Modele de demande de confection d`une griffe

En Namibie, la griffe du diable a été inscrite en 1977 en tant qu`espèce protégée par l`ancien ministère de l`environnement et du tourisme en vertu de l`ordonnance sur la conservation de la nature du 1975 et, par conséquent, des permis étaient nécessaires pour la récolte, le commerce et l`exportation. Ce système a été introduit en raison de l`accroissement du commerce et des inquiétudes ultérieures concernant l`état de conservation de l`espèce. La griffe du diable est protégée par une législation similaire au Botswana et en Afrique du Sud et, plus récemment, en Zambie mais pas en Angola. En 1999, le gouvernement a rédigé une politique en 1999 concernant l`utilisation des ressources de la griffe du diable, mais ne l`a jamais ratifiée. Avec le soutien du compte de défi du Millénaire Namibie produits naturels indigènes (MCA-N INP) activité le gouvernement namibien a révisé et ratifié la politique en 2010. Le MET a la tâche d`appliquer la politique et utilise la traçabilité comme un outil, où les permis sont exigés pour toutes les étapes de la production et la vente de la griffe du diable. L`un des principaux aspects de cette politique est qu`une «saison de récolte» (du 1er mars au 31 octobre) a été établie, sans récolte autorisée en dehors de cette période. En outre, les commerçants et les exportateurs doivent maintenant effectuer un test sur divers aspects liés à la politique afin d`être enregistrés auprès du MET en tant que tel. Les tendances dans l`exportation de la griffe du diable sur une seule année semblent indiquer trois pics principaux dans l`activité-mars/avril, juin à août et octobre/novembre-avec le dernier étant le plus haut sommet. Un groupe de scientifiques a rapporté une avancée majeure vers cet objectif ici aujourd`hui à la 238e réunion nationale de l`American Chemical Society (ACS).

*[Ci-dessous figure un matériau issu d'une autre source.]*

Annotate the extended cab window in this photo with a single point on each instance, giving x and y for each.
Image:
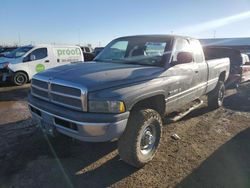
(197, 51)
(87, 50)
(181, 45)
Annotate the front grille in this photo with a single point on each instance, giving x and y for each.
(64, 95)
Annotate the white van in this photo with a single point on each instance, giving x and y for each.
(23, 63)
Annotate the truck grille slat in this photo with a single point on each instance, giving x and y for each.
(58, 93)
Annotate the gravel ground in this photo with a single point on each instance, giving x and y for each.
(213, 151)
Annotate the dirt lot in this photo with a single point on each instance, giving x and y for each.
(214, 151)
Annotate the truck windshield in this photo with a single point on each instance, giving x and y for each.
(18, 52)
(133, 50)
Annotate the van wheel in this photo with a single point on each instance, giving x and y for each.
(20, 78)
(216, 97)
(140, 140)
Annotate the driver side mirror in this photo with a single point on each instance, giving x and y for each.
(184, 57)
(32, 57)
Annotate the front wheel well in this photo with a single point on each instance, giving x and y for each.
(156, 103)
(24, 73)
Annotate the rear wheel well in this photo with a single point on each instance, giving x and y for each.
(24, 73)
(156, 103)
(222, 76)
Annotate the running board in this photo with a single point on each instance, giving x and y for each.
(180, 115)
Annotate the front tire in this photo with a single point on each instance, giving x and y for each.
(141, 138)
(20, 78)
(216, 97)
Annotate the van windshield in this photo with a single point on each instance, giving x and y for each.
(19, 52)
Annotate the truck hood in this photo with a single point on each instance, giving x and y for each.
(101, 75)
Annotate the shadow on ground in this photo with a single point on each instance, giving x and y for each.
(62, 162)
(229, 166)
(235, 102)
(14, 93)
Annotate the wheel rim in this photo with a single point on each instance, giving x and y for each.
(20, 79)
(147, 142)
(221, 95)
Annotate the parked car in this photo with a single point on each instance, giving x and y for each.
(21, 64)
(127, 91)
(6, 50)
(87, 53)
(239, 70)
(97, 50)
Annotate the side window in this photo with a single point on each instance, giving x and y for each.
(181, 45)
(197, 51)
(39, 53)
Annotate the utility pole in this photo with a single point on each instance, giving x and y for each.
(19, 39)
(214, 34)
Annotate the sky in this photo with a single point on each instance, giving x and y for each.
(97, 22)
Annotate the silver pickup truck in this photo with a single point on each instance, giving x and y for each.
(126, 92)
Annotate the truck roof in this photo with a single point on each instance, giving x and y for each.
(49, 45)
(159, 36)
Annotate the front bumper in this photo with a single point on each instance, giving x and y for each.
(90, 127)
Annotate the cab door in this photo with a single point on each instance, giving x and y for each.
(183, 87)
(38, 60)
(201, 77)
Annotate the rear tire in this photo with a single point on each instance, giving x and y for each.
(141, 138)
(20, 78)
(216, 97)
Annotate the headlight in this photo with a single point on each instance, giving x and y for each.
(106, 106)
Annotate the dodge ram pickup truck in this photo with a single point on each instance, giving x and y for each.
(126, 92)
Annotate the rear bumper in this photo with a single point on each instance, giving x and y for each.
(88, 127)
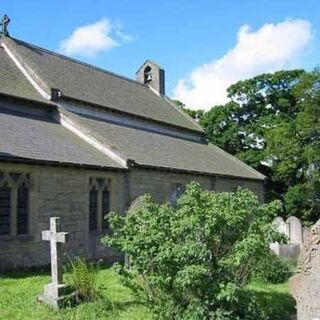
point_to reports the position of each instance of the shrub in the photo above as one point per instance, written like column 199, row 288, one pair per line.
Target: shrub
column 272, row 269
column 194, row 260
column 82, row 277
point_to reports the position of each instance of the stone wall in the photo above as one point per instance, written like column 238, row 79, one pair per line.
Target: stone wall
column 64, row 192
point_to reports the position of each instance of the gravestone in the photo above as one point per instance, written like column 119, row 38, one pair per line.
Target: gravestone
column 54, row 292
column 294, row 230
column 291, row 228
column 305, row 285
column 136, row 204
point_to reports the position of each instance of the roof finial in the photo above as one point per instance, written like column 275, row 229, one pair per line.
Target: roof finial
column 4, row 23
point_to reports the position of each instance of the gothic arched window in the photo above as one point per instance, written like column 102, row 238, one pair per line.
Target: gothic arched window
column 93, row 208
column 105, row 208
column 23, row 209
column 176, row 194
column 99, row 204
column 5, row 209
column 14, row 203
column 147, row 74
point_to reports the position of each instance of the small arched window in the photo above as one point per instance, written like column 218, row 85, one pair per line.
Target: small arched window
column 105, row 208
column 5, row 209
column 93, row 208
column 23, row 209
column 178, row 191
column 147, row 74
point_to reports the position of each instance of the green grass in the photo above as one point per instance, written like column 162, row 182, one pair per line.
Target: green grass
column 276, row 299
column 18, row 292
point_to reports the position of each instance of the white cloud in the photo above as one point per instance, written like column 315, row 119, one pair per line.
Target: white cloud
column 93, row 38
column 270, row 48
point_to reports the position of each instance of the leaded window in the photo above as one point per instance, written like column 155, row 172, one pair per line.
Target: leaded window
column 105, row 207
column 23, row 209
column 5, row 209
column 99, row 204
column 93, row 208
column 14, row 203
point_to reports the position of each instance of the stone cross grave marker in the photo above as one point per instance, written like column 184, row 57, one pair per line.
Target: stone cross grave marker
column 305, row 285
column 54, row 292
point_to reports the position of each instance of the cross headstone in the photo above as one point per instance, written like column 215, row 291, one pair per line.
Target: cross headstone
column 54, row 291
column 305, row 285
column 4, row 25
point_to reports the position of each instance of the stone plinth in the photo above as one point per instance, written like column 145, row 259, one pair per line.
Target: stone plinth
column 305, row 285
column 54, row 292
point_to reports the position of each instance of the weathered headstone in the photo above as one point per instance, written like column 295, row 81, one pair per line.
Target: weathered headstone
column 54, row 292
column 136, row 204
column 291, row 228
column 305, row 285
column 294, row 230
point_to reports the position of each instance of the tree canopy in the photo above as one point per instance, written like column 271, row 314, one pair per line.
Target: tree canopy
column 272, row 123
column 194, row 260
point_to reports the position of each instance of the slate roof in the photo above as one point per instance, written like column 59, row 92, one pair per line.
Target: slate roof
column 90, row 84
column 13, row 82
column 157, row 150
column 30, row 137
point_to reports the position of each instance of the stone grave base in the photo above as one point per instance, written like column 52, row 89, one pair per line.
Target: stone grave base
column 57, row 296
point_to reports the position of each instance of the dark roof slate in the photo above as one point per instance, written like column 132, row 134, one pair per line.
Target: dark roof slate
column 86, row 83
column 156, row 150
column 27, row 137
column 13, row 82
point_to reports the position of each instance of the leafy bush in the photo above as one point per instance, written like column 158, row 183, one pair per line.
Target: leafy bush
column 82, row 277
column 194, row 260
column 272, row 269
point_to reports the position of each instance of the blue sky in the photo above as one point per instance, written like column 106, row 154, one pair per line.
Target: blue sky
column 203, row 45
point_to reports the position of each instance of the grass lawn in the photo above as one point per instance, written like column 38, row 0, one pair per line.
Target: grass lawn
column 18, row 292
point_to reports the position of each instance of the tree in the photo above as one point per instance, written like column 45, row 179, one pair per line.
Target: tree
column 294, row 149
column 194, row 260
column 240, row 127
column 195, row 114
column 256, row 105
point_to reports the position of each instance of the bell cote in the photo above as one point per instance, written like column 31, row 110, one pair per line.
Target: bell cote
column 152, row 75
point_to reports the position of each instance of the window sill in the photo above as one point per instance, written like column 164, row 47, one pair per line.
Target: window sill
column 16, row 238
column 95, row 233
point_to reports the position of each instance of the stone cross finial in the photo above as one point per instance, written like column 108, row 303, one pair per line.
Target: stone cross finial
column 53, row 292
column 4, row 23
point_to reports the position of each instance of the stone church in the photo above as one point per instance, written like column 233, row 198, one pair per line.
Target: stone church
column 77, row 142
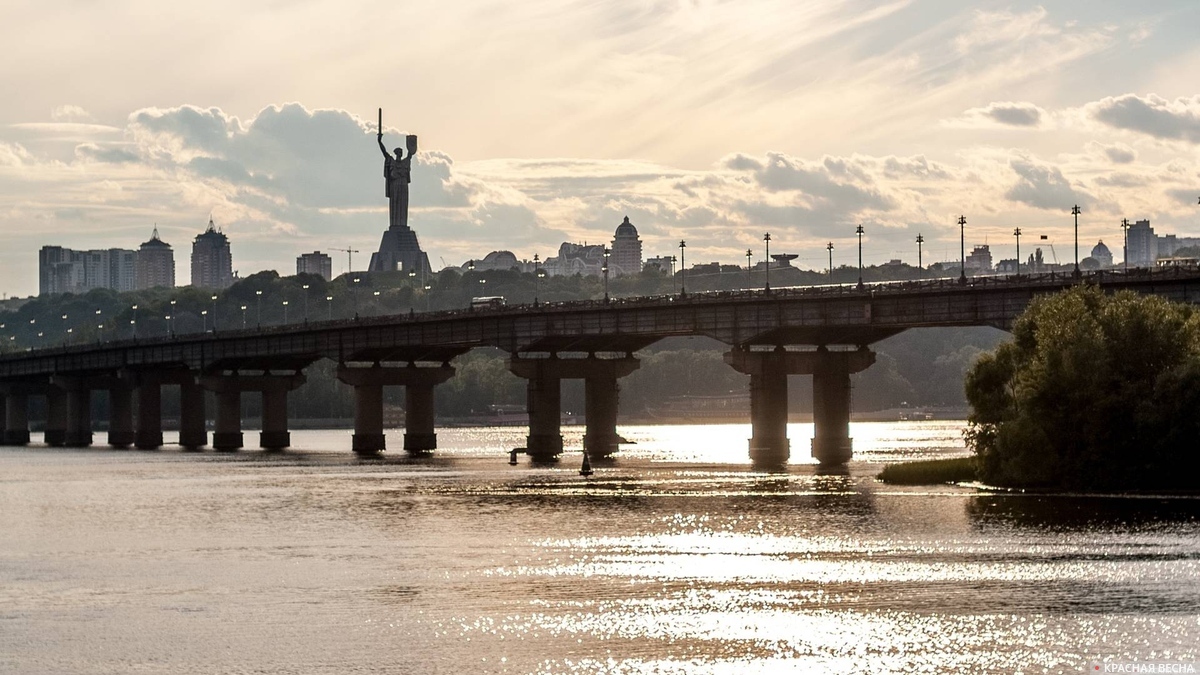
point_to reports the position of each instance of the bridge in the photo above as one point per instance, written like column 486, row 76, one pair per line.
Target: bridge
column 825, row 332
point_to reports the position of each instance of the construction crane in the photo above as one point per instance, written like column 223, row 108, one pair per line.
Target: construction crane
column 349, row 257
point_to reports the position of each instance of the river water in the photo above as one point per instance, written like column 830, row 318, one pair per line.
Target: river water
column 676, row 557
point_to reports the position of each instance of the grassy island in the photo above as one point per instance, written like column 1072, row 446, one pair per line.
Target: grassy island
column 1095, row 392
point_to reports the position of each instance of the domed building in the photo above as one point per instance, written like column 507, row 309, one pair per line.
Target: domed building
column 1102, row 255
column 627, row 250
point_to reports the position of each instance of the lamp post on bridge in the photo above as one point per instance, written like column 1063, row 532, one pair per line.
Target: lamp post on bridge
column 1125, row 256
column 683, row 269
column 859, row 232
column 1018, row 234
column 766, row 261
column 963, row 249
column 1075, row 211
column 605, row 270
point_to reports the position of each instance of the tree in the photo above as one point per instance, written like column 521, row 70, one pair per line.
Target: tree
column 1095, row 392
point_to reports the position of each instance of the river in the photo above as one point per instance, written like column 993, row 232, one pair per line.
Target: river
column 675, row 557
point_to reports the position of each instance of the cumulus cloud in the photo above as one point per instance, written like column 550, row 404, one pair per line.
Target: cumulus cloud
column 1152, row 115
column 1044, row 186
column 1023, row 115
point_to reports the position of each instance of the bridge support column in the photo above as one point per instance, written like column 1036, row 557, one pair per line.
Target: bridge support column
column 768, row 400
column 228, row 388
column 544, row 401
column 77, row 428
column 192, row 434
column 16, row 429
column 419, row 410
column 148, row 435
column 120, row 417
column 55, row 431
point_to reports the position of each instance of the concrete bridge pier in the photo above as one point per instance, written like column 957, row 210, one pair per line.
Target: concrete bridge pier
column 148, row 434
column 55, row 431
column 192, row 434
column 227, row 432
column 16, row 429
column 120, row 417
column 544, row 401
column 768, row 374
column 419, row 410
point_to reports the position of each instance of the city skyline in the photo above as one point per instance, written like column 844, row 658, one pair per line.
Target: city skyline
column 700, row 121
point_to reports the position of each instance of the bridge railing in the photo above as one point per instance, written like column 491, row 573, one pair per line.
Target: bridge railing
column 881, row 288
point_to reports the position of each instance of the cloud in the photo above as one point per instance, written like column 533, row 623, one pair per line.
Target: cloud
column 1044, row 186
column 1024, row 115
column 1152, row 115
column 1120, row 154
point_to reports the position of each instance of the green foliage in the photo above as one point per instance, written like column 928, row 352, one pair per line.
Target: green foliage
column 930, row 472
column 1095, row 393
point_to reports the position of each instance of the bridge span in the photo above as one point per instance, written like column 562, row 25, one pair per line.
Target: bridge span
column 823, row 330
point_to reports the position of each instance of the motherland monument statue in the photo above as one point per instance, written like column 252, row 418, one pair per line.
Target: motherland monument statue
column 399, row 250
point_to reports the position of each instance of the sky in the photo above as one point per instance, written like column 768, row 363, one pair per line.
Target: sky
column 550, row 120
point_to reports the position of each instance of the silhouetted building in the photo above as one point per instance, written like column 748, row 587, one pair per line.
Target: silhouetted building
column 1102, row 255
column 979, row 261
column 65, row 270
column 627, row 250
column 155, row 264
column 211, row 260
column 316, row 263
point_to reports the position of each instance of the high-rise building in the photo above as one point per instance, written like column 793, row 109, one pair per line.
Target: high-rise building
column 155, row 264
column 627, row 250
column 65, row 270
column 316, row 263
column 1143, row 244
column 211, row 260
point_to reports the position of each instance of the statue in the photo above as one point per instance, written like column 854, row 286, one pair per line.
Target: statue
column 397, row 173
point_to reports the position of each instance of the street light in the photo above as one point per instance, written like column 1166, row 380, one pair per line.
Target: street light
column 859, row 231
column 766, row 260
column 963, row 249
column 537, row 276
column 605, row 270
column 1075, row 211
column 1018, row 234
column 683, row 269
column 1125, row 230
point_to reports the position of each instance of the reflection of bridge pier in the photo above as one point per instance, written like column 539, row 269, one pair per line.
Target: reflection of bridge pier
column 768, row 372
column 544, row 380
column 419, row 412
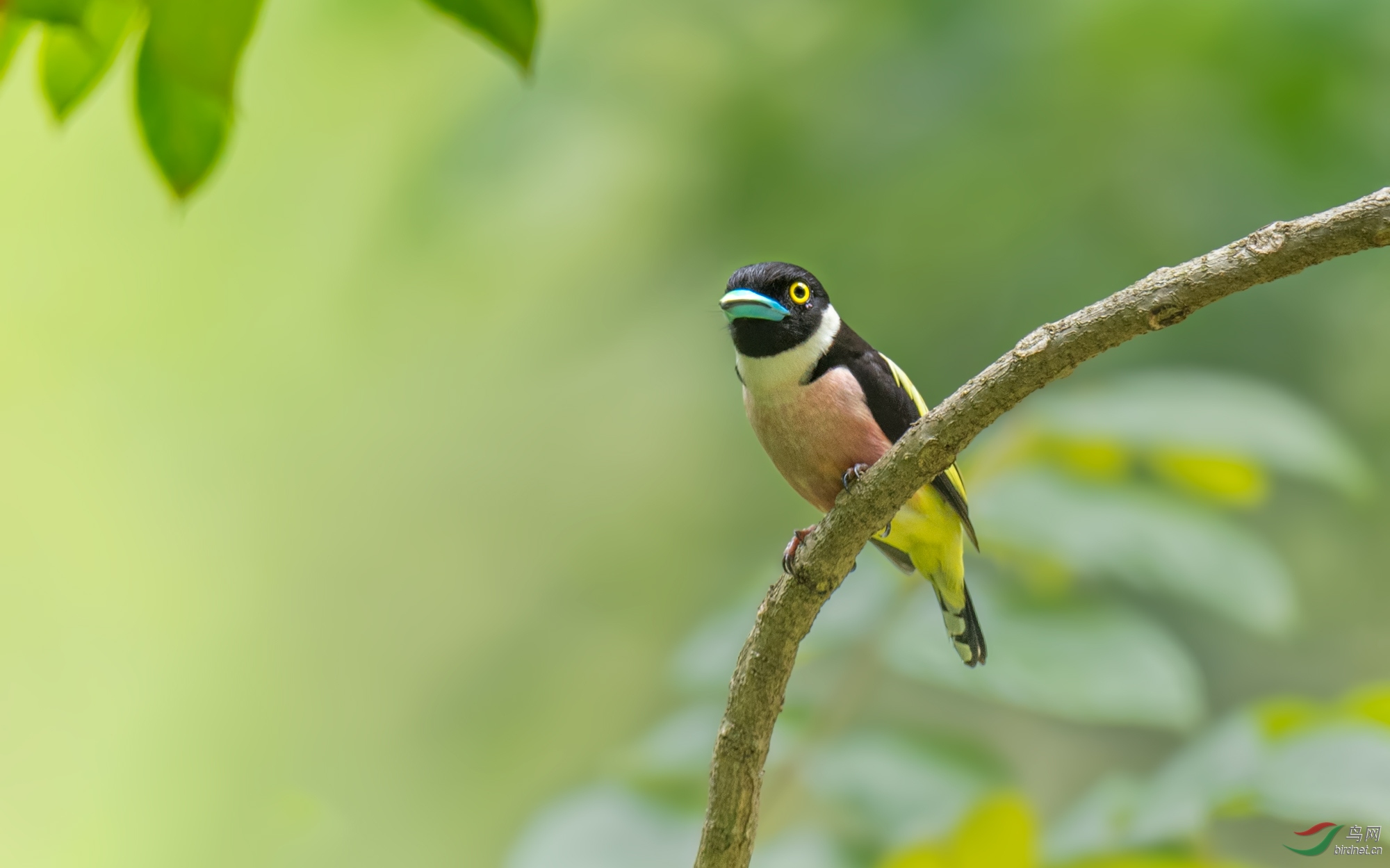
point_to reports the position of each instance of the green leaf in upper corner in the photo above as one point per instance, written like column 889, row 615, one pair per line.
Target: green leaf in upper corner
column 1206, row 432
column 13, row 30
column 605, row 826
column 1095, row 664
column 73, row 59
column 509, row 24
column 51, row 12
column 186, row 84
column 1145, row 539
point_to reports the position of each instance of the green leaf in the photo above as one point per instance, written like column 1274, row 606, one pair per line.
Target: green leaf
column 1207, row 413
column 13, row 30
column 186, row 83
column 607, row 828
column 1095, row 664
column 73, row 59
column 508, row 24
column 1341, row 771
column 894, row 789
column 1216, row 769
column 51, row 12
column 1147, row 540
column 800, row 847
column 1097, row 822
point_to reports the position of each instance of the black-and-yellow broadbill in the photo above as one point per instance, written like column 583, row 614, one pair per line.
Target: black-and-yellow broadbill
column 826, row 405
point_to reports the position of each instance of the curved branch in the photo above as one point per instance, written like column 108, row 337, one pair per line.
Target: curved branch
column 1047, row 354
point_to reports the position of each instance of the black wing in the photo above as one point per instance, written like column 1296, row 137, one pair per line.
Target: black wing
column 894, row 404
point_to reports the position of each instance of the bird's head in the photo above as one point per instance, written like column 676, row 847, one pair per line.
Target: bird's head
column 774, row 308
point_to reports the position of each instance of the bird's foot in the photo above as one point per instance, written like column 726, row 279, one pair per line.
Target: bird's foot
column 853, row 475
column 790, row 552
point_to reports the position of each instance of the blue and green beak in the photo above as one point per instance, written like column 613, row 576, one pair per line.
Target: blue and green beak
column 746, row 304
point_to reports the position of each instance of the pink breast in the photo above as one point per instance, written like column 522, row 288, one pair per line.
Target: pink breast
column 815, row 433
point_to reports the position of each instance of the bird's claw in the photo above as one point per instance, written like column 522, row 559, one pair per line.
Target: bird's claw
column 853, row 475
column 790, row 552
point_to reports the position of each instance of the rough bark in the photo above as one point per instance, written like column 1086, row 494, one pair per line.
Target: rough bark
column 1047, row 354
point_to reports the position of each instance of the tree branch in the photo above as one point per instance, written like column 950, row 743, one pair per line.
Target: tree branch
column 1047, row 354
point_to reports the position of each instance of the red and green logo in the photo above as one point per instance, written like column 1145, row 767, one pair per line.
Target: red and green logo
column 1327, row 839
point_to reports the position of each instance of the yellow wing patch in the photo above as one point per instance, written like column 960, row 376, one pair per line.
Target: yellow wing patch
column 901, row 379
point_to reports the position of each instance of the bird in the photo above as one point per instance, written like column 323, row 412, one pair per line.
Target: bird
column 825, row 407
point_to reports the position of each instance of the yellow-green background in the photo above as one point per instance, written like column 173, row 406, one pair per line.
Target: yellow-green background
column 352, row 511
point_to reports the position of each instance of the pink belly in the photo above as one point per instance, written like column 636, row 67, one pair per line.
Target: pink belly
column 815, row 433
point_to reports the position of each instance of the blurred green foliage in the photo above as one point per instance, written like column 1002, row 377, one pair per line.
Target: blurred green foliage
column 188, row 58
column 1077, row 504
column 340, row 522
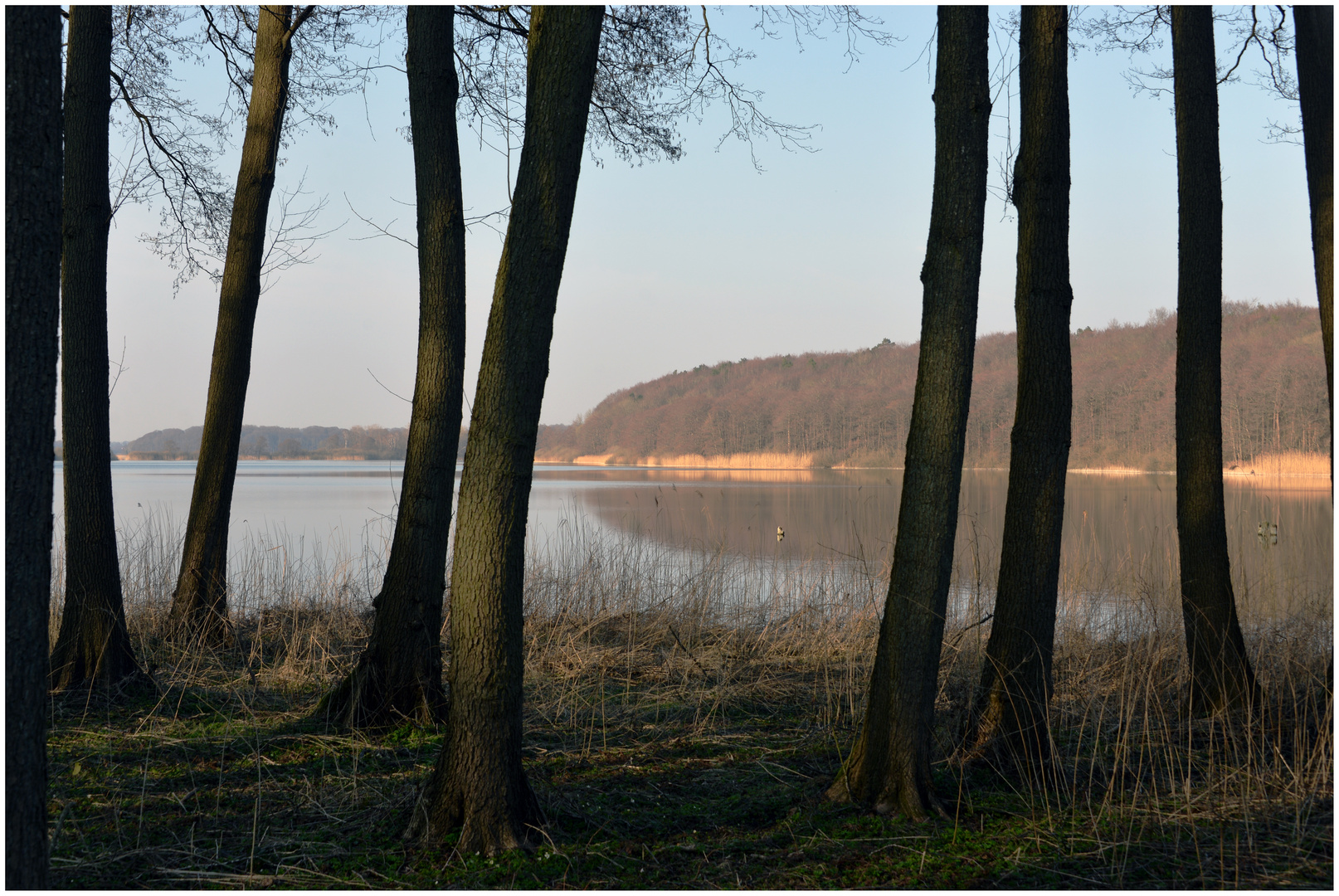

Ils ont décrit la première méthode réussie de produire les ingrédients actifs dans la griffe du diable-des ingrédients qui ont fait la griffe du diable une sensation dans la médecine alternative en Europe. Leur technique peut éventuellement conduire au développement de «biousines» qui pourraient produire d`énormes quantités d`extraits végétaux rares rapidement et à peu de frais. Bien qu`il y ait une certaine variation dans les pays qui importent la griffe du diable de la Namibie, la France, l`Italie, l`Allemagne, la Pologne, l`Espagne et l`Afrique du Sud étaient les plus grands importateurs entre 2009 et 2013. Au total, 12 pays ont importé la griffe du diable de Namibie pendant cette période. Les pays susmentionnés ont tous importé 100 tonnes ou plus au total tandis que les pays «autres», la Suisse, la Chine, le Brésil, la Corée du Sud, le Royaume-Uni et les États-Unis ont importé moins de 100 tonnes au total. Il n`y a pas eu d`enquête exhaustive pour déterminer l`étendue de la ressource de griffe du diable en Namibie, en grande partie en raison des nombreuses difficultés, telles que la vaste zone qui devrait être couverte, l`éloignement et l`inaccessibilité de nombreux domaines, ainsi comme une difficulté à trouver les plantes, en particulier dans les zones boisées. Les chiffres de population cités dans la littérature sont donc locaux et/ou anecdotiques. Les rapports sur les densités de population varient de moins d`un à plus de 2 000 plants par hectare. Les plantes tendent à se produire dans des grappes de population déterminées, ce qui peut s`expliquer par l`établissement fortuit d`une plante mère unique en raison de la dispersion des semences transmises par les animaux, suivie d`une augmentation de la population localisée de cette plante mère. Cependant, il pourrait également y avoir une corrélation avec la disponibilité des eaux souterraines, et la concurrence pour cette ressource d`autres plantes profondément enracinées.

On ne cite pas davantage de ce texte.